CA’s minimum wage increases: Advantages “offset” by wounded businesses?
This year, CA will quietly tack on fifty cents to its existing $15/hr minimum wage (SB 3). A beneficial mitigant against inflation, or a detriment to our still-precarious economy? Mark Wilson of the Cato Institute employs extant research to argue that minimum wage laws hurt businesses, which hurts employers and employees.
The federal government has imposed a minimum wage since 1938, and nearly all the states impose their own minimum wages. These laws prevent employers from paying wages below a mandated level. While the aim is to help workers, decades of economic research show that minimum wages usually end up harming workers and the broader economy. Minimum wages particularly stifle job opportunities for low‐skill workers, youth, and minorities, which are the groups that policymakers are often trying to help with these policies.
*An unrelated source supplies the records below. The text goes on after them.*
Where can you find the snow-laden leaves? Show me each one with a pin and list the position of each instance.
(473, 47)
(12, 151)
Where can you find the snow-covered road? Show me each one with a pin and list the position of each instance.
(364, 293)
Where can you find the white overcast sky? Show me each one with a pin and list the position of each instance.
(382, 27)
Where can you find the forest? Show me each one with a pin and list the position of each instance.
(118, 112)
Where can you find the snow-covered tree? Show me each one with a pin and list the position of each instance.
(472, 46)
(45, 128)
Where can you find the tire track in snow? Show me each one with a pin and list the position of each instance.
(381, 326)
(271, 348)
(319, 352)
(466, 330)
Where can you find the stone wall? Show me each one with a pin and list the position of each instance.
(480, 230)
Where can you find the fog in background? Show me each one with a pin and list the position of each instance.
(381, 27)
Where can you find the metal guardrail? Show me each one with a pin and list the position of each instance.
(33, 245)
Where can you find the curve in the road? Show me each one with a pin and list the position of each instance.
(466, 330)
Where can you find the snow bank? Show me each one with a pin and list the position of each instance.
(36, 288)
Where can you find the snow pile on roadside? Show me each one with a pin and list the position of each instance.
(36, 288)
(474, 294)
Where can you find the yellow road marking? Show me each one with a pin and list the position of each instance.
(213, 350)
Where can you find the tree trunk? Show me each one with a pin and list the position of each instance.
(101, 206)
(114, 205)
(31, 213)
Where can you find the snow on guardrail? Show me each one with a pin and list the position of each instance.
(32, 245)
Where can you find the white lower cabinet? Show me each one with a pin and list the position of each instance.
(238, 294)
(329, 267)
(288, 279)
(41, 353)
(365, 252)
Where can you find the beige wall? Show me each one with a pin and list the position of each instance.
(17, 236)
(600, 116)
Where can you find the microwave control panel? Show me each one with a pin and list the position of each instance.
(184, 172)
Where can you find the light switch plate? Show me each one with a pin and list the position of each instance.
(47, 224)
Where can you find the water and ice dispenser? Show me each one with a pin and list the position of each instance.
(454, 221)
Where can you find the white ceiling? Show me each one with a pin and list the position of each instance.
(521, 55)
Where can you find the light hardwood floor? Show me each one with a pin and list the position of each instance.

There is no “free lunch” when the government mandates a minimum wage. If the government requires that certain workers be paid higher wages, then businesses make adjustments to pay for the added costs, such as reducing hiring, cutting employee work hours, reducing benefits, and charging higher prices. Some policymakers may believe that companies simply absorb the costs of minimum wage increases through reduced profits, but that’s rarely the case. Instead, businesses rationally respond to such mandates by cutting employment and making other decisions to maintain their net earnings. These behavioral responses usually offset the positive labor market results that policymakers are hoping for….
Some federal and state policymakers are currently considering increases in minimum wages, but such policy changes would be particularly damaging in today’s sluggish economy. Instead, federal and state governments should focus on policies that generate faster economic growth, which would generate rising wages and more opportunities for all workers.